Rien de bien original dans son propos, et pourtant, en six chapitres qui se lisent comme autant de brèves nouvelles, l'auteur des Corrections offre un livre particulièrement émouvant conçu comme un "pré-roman" : thèmes personnages et événements sont au rendez-vous sans que l'écrivain n'ait encore trouvé le liant qui en ferait une bonne grosse fiction agencée et rassurante.
Et c'est précisément cet aspect inabouti qui lui permet de sublimer la commune chronique des jours perdus en une réflexion autrement troublante sur l'intimité dévoilée. Sur ce qu'implique le fait de se dire et de ne pas y arriver. Franzen y est maladroit jusque dans la description de sa maladresse, de sa gaucherie.

Et fanfaronne nettement moins que dans son ouvrage précédent. Rétrospectivement, La zone d'inconfort éclaire d'ailleurs un fait qu'on peinait à identifier jusqu'ici dans : Franzen a un problème assez sérieux avec l'intimité, y compris celle de ses personnages, une sorte de psychorigidité littéraire partiellement masquée par une verve inouïe mais qui cache plus qu'elle ne révèle.
Car l'auteur ne manque ni d'inventivité ni de puissance d'évocation et a justement les défauts de ses qualités : érudit et ambitieux, il est régulièrement beaucoup trop bavard et Les Corrections pâtissait de ce que voulant à tout prix maîtriser totalement son ouvrage, il allait jusqu'à sacrifier inutilement certains personnages sur l'autel de ses pesantes démonstrations. On croyait lire un chirurgien méticuleux et on subissait finalement 700 pages de la prose d'un artificier surdoué.

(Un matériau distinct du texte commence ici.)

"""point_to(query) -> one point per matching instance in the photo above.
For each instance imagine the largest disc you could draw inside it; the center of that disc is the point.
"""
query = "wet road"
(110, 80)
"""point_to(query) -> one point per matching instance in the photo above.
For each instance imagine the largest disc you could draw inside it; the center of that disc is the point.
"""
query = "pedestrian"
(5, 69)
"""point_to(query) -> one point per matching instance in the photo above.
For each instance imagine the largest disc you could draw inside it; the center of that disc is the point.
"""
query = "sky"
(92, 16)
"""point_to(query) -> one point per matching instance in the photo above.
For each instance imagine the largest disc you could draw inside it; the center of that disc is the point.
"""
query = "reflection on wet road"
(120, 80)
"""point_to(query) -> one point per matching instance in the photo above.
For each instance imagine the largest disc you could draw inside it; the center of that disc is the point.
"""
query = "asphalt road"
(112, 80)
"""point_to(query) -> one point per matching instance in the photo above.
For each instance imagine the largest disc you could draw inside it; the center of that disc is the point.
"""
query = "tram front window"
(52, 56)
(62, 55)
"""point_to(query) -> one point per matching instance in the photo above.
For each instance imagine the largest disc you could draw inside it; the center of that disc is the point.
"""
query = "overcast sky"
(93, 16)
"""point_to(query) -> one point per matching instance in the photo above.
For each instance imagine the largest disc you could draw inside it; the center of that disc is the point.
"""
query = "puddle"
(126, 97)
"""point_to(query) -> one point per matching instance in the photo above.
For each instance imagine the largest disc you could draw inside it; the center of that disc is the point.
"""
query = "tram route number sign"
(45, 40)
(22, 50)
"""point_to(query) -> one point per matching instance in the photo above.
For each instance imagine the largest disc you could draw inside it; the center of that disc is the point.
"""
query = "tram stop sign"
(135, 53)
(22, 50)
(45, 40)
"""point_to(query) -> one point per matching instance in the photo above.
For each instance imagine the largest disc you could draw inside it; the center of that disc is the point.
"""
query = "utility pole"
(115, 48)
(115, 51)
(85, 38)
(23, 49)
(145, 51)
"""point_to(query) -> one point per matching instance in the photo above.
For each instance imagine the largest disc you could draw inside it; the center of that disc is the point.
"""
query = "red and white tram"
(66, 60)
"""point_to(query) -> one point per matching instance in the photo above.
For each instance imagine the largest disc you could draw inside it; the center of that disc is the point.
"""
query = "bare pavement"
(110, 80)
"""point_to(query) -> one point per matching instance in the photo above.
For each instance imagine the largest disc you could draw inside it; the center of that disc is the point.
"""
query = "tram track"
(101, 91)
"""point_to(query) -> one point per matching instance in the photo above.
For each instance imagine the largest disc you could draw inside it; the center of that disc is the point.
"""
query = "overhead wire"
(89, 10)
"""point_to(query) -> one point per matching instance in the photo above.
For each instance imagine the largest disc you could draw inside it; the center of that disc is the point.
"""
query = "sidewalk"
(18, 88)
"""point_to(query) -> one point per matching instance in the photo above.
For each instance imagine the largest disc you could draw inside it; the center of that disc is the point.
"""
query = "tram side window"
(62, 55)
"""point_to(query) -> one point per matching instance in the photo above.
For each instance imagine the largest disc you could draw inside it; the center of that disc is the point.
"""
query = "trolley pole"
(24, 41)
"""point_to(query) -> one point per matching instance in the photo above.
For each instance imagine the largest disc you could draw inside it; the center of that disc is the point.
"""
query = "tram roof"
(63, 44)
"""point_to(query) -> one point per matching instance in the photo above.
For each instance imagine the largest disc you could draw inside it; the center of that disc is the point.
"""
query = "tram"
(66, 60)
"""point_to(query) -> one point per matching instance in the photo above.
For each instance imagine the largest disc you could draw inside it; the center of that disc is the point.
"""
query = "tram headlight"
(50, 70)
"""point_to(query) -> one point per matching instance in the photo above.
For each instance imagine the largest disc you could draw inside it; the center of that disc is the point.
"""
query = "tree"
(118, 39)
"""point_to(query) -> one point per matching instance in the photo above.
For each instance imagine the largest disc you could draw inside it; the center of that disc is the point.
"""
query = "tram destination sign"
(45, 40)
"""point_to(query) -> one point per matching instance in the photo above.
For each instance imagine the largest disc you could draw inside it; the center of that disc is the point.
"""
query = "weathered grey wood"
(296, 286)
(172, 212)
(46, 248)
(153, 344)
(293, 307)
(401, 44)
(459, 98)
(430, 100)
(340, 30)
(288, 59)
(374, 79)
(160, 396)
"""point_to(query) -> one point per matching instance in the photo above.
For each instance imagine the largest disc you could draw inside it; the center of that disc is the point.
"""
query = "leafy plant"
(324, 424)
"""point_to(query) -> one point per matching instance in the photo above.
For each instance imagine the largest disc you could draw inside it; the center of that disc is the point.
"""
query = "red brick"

Cette fois Franzen laisse intact ce qui résiste. Conscient qu'il y a ce que disent les mots et ce qu'ils cachent. Que la littérature a autant à voir avec le fait de dire que celui de taire. Dans la zone d'inconfort il n'y a pas de place pour le show.
On veut donc croire que l'auteur a moins échoué dans une entreprise autobiographique que réussi à créer une forme fidèle à ce qu'est toute histoire personnelle racontée : la quête nécessaire et forcément ratée du sens à travers la reconstitution hasardeuse de sa vie.Comme un ornithologue obsessionnel peut perdre la sienne à traquer dans les marais, un furtif canard siffleur qui se dérobera sans cesse à son regard.